Antalya Kadın Platformu: Sözümüzde isyan, mücadelemizde dayanışma var

Antalya Kadın Platformu, Kadına Yönelik Şiddetle Ulusararası Mücadele Günü'nde iki eylemde bir araya geldi. 24 Kasım'da yürüyüş yapan kadınlar 25 Kasım günü ise Attalos Meydanı'ndaydı.

Antalya Kadın Platformu, 25 Kasım için 24 Kasım Pazar günü bir araya geldi. “Savaşa, erkek devlet şiddetine, homofobiye, yoksulluğa karşı barışı, hayatlarımızı, haklarımızı savunuyoruz” şiarıyla Aydın Kanza Parkı’nda buluştu.

Kadınlar Diyarbakır’da “Jin, jiyan, azadi” sloganının yasaklanmasına karşı Diyarbakır’daki kadınları selamlayarak sık sık bu sloganı yükseltti.

Halaylar ve sloganlarla bekleyen kadınlar Cumhuriyet Meydanı’nda yürüdü. Yürüyüşte “Yaşasın kadın dayanışması”, “Kadın yaşam özgürlük”,  “Jin jiyan azadi”, “Adalet biziz susmayacağız”,  “Erkek Adalet değil gerçek adalet” “Kadın cinayetleri politiktir”, “Aile değil kadınız isyandayız” sloganları atıldı.

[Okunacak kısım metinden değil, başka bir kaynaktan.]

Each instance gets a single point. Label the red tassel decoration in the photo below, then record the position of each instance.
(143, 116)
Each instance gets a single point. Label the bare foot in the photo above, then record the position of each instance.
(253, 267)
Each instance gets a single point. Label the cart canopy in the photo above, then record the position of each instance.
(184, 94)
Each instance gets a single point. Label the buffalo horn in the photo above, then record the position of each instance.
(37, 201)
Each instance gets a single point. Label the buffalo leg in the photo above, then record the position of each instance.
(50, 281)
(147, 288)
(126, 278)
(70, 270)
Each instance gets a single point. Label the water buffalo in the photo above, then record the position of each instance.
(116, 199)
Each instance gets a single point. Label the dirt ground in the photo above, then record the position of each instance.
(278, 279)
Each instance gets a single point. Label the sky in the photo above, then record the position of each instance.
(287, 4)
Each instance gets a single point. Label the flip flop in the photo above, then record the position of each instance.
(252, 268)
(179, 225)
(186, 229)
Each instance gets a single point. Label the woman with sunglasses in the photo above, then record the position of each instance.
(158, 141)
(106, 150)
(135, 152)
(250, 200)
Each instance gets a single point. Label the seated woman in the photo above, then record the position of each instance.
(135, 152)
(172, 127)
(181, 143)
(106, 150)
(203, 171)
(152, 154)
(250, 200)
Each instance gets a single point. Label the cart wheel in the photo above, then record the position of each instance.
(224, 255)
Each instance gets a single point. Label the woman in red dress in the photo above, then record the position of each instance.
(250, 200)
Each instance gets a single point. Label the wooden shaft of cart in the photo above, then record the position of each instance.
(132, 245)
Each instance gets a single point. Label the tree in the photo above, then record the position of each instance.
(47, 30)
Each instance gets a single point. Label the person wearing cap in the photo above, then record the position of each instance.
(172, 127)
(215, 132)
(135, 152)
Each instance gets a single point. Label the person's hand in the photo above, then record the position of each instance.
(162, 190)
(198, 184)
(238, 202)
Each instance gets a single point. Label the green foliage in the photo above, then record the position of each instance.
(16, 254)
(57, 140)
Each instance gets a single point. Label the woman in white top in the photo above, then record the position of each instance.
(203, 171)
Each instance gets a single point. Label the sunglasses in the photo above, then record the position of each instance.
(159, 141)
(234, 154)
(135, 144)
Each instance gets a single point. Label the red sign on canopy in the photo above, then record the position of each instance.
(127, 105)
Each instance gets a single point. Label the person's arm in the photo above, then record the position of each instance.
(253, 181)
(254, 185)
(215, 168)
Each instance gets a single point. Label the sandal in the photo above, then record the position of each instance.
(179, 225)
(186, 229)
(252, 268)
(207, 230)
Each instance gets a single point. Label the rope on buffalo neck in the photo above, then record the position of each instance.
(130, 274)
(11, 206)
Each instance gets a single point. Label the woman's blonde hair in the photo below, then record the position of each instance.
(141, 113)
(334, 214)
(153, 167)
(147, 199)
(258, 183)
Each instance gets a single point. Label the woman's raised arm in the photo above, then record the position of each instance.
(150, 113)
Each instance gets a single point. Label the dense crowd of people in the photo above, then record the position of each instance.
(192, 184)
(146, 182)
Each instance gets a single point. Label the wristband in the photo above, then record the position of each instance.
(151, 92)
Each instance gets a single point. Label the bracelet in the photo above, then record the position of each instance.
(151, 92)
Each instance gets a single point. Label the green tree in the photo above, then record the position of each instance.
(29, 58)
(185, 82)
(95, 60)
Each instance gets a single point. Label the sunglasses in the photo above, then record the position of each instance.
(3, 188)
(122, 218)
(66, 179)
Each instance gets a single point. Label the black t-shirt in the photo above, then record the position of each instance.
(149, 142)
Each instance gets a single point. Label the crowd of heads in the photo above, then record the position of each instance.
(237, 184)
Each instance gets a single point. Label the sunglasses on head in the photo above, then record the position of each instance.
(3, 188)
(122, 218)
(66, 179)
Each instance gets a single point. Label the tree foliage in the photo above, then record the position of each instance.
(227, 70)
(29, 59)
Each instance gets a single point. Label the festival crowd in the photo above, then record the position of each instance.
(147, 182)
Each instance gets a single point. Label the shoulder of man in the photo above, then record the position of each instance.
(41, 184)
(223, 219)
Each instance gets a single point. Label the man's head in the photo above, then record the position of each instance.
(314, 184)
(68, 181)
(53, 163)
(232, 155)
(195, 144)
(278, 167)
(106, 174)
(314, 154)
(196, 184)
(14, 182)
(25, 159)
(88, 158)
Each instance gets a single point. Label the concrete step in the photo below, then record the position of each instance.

Cumhuriyet Meydanı’nda basın metni Türkçe ve Kürtçe okundu. Metnin Türkçe’sini Çağrı Sert, Kürtçe’sini Berivan Aydın okudu. Çağrı Sert, 25 Kasım’ın tarihini hatırlattı. Mirabel kardeşlerin mücadelesinden esin aldıklarını söyleyen Sert, kadınların dayanışmaya mücadele ettiklerini söyledi.

Sert, bu ülkede her gün en az 4 kadının katledildiğini, “kutsal aile” denildikçe kadınların ve çocukların öldürüldüğünü kaydederek 11 ayda en az 327 kadının ve 39 çocuğun erkekler tarafından öldürüldüğünü, 240 kadının ölümünün ise “şüpheli” olarak kaydedildiğini aktardı. Sert daha sonra şunları söyledi:

“Bizler kadına yönelik şiddetin münferit olmadığını biliyoruz. Kadınların ve çocukların katilleri içinde yaşadığımız, bizi öldürmek isteyen, nefes almamızı her gün biraz daha zorlaştıran ataerkil düzeninizin tetikçilerinden başkası değil. Bu düzen erkek yargısıyla tetikçilerini, iyi halden, kanıt yetersizliğinden serbest bırakarak bir cezasızlık zırhıyla koruyor. Hayatta kalmak için kendini savunmak zorunda kalan kadınlara ise verebileceği en ağır cezaları veriyor. Kadına yönelik şiddetin sürmesini sağlayan ataerkil politikalarınızdır. Dini siyasallaştıran, siyaseti ise dinselleştiren politikalarınız eşit, özgür ve laik yaşama müdahaledir ve toplumsal cinsiyet eşitsizliğini daha da derinleştirmektedir. Bunu kabul etmiyoruz ve bu 25 Kasım’da da Mirabal kardeşlere dair hafızayı bugünlere taşıyarak, kadınların kolektif hafızalarını katletmeye çalışanlara karşı, geçmişten bugüne kararlılıkla mücadele etmeyi sürdürdüğümüzü yineliyor, “Haklarımız ve Hayatlarımız için Mücadelede Birleşiyoruz” şiarını yükseltiyoruz.” 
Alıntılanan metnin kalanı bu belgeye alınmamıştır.